Dell setzt Belegschaft mit Sparprogramm unter Druck

Wirtschaft & Firmen Der Computerhersteller Dell setzt seinen Beschäftigten die Pistole auf die Brust: Entweder es nehmen ausreichend Beschäftigte unbezahlten Urlaub oder es finden möglicherweise weitere Entlassungen statt. Eine entsprechende Mitteilung verschickte Konzernchef Michael Dell per E-Mail an die Belegschaft. "Wir ergreifen damit Maßnahmen zu Kostensenkungen im vierten Quartal und zur Verbesserung von Dells Wettbewerbsfähigkeit in einer Zeit wirtschaftlicher Unsicherheit", hieß es darin.

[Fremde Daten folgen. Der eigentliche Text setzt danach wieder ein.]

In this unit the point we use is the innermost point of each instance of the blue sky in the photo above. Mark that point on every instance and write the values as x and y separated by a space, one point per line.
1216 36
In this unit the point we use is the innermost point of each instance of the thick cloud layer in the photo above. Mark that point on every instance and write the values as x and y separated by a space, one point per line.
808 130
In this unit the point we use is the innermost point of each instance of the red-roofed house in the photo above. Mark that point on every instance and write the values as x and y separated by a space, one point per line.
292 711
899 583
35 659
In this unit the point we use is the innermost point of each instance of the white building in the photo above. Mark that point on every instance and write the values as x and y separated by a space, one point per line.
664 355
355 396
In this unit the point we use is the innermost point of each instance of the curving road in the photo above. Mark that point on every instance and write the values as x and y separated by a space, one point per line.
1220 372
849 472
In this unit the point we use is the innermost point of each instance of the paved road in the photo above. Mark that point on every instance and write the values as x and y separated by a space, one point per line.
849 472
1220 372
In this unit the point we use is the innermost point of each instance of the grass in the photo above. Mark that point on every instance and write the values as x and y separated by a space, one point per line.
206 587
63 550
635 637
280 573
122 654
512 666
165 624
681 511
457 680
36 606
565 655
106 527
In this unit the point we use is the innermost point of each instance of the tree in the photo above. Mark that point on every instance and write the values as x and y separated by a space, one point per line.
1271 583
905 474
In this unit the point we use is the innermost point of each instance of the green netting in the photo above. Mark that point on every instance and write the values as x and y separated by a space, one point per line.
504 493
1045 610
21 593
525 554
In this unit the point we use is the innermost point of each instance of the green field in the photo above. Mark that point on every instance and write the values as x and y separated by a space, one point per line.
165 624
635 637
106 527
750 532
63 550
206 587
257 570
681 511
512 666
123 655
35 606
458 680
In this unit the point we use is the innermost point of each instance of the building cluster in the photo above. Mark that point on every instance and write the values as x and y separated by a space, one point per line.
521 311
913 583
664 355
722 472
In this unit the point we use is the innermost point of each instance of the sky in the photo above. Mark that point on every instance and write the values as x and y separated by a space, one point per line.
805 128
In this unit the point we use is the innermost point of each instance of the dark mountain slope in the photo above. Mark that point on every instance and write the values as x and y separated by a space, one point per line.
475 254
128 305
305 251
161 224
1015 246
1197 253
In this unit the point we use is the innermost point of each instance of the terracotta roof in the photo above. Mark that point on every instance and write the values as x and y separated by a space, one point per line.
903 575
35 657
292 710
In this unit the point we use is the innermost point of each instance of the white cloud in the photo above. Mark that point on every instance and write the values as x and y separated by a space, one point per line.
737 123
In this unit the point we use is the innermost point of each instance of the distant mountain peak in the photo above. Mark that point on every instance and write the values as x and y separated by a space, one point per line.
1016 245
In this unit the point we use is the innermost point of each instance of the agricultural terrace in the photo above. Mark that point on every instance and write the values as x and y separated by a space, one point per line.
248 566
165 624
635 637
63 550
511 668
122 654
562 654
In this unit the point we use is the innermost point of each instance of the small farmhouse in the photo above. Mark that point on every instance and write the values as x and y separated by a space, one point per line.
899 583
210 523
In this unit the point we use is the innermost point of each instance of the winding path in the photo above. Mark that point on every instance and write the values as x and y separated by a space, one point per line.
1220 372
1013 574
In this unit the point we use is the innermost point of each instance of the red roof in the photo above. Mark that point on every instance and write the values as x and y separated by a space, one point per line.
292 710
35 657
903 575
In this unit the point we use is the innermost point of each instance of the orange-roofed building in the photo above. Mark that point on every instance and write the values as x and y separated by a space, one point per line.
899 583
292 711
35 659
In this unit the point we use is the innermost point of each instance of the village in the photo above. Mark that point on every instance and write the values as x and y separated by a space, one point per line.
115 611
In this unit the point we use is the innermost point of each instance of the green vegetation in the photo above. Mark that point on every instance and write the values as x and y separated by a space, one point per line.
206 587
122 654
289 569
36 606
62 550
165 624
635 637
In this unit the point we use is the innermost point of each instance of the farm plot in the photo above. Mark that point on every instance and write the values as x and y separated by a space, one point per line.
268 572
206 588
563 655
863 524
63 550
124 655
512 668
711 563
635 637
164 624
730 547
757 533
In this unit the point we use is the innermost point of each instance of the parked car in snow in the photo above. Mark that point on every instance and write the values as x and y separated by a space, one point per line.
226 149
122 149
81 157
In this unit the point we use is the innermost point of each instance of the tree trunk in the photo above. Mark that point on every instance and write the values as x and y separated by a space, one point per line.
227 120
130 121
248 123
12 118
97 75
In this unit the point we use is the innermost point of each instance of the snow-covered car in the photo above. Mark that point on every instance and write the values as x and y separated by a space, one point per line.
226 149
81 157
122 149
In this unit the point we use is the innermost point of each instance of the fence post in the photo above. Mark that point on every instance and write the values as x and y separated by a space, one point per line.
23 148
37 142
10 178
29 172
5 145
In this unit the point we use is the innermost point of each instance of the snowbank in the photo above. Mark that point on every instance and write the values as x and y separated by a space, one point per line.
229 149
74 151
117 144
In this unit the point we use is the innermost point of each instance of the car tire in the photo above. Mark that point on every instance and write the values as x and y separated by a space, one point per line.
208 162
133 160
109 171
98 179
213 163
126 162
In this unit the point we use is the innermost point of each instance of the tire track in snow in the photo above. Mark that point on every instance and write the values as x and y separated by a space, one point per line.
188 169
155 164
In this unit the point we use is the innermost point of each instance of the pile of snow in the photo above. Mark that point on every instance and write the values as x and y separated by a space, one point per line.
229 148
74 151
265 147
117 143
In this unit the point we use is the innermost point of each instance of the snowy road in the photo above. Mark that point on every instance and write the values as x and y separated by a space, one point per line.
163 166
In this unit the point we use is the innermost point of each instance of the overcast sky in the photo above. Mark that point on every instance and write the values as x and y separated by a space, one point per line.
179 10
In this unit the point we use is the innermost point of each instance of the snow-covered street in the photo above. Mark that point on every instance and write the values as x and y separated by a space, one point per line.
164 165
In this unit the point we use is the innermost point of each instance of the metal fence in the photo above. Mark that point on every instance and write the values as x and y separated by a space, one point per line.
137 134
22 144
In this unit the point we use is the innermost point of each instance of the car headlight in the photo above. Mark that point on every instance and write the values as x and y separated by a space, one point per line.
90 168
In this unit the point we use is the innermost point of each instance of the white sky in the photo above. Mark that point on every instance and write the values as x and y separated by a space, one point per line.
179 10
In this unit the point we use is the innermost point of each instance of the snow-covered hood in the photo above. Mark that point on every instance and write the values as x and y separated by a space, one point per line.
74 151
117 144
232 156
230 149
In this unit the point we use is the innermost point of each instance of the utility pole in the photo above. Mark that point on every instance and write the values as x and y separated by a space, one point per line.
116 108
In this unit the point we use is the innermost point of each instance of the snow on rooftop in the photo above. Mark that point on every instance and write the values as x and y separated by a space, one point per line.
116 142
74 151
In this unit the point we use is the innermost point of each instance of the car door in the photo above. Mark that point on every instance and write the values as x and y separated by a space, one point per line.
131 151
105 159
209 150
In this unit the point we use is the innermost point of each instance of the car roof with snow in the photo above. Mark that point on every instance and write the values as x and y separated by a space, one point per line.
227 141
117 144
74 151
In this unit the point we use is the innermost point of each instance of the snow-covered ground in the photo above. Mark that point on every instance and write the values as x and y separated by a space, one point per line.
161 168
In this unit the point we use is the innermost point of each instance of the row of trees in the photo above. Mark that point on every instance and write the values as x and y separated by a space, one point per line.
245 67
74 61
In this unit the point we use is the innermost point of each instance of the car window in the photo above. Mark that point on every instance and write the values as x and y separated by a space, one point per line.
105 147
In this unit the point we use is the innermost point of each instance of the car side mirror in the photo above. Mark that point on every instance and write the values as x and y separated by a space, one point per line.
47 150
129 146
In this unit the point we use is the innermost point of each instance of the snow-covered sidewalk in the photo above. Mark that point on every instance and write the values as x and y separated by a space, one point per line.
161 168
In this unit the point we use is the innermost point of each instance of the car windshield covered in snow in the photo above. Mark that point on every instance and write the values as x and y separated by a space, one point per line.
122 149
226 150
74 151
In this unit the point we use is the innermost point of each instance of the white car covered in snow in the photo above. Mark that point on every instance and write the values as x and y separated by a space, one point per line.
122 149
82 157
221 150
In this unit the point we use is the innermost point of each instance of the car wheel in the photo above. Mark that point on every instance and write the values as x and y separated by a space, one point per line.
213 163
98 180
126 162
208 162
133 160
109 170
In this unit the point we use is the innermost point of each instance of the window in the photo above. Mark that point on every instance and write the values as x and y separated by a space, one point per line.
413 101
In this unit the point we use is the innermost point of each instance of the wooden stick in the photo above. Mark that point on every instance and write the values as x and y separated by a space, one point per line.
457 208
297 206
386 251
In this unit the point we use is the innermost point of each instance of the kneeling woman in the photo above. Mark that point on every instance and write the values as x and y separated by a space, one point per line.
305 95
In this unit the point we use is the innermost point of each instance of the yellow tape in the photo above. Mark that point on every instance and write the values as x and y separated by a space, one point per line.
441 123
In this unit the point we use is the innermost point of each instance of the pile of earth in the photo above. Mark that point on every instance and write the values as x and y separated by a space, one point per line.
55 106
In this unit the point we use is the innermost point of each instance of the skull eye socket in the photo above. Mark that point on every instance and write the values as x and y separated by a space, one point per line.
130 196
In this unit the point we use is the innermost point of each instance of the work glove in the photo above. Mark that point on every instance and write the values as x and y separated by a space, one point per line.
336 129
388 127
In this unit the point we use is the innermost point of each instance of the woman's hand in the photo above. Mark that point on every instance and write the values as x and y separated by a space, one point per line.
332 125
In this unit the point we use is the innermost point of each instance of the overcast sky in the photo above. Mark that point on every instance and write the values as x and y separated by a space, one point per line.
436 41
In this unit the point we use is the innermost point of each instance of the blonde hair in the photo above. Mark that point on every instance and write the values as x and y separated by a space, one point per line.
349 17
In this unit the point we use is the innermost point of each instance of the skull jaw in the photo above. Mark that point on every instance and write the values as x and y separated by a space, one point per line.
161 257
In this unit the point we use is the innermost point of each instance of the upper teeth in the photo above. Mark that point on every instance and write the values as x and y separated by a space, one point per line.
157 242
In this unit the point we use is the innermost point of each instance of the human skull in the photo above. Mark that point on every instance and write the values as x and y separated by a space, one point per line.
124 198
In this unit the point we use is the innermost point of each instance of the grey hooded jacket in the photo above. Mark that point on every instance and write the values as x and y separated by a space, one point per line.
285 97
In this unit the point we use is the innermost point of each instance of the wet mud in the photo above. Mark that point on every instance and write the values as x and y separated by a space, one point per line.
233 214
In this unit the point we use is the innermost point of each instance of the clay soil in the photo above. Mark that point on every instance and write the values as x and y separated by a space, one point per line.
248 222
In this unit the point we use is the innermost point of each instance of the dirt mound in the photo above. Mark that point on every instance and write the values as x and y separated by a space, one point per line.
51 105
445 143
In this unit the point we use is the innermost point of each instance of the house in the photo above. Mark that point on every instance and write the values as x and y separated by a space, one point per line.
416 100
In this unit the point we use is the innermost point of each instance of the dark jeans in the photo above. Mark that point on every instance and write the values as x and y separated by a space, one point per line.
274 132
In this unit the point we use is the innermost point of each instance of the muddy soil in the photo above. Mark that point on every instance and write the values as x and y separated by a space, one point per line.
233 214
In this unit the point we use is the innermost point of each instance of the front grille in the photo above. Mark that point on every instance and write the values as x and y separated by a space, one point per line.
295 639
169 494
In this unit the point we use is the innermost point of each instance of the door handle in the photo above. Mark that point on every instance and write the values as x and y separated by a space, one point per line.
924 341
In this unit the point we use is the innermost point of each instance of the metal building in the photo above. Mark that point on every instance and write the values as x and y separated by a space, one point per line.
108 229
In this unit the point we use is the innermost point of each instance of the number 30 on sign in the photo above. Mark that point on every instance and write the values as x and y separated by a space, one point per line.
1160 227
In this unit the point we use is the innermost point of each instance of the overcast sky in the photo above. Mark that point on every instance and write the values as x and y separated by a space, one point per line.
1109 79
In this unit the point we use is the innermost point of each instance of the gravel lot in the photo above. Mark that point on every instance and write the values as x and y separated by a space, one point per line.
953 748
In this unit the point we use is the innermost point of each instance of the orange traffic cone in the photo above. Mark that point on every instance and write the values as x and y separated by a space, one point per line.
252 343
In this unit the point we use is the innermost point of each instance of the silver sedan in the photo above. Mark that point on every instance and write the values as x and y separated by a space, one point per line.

Binnen der kommenden drei Monate bis Ende Januar 2009 sollen die Mitarbeiter bis zu fünf Tage unbezahlt frei nehmen. Die Entscheidung dafür sei zwar freiwillig, man werde aber wohl auf Entlassungen zurückgreifen, wenn nicht im erhofften Rahmen Einsparungen einträfen.

Weltweit erließ das Management außerdem einen Einstellungsstopp. Auch Budgets für Dienstreisen und Leiharbeiter werden gekürzt. Mit einem Abfindungsprogramm will man Beschäftigten weiterhin die freiwillige Beendigung ihres Arbeitsverhältnisses schmackhaft machen.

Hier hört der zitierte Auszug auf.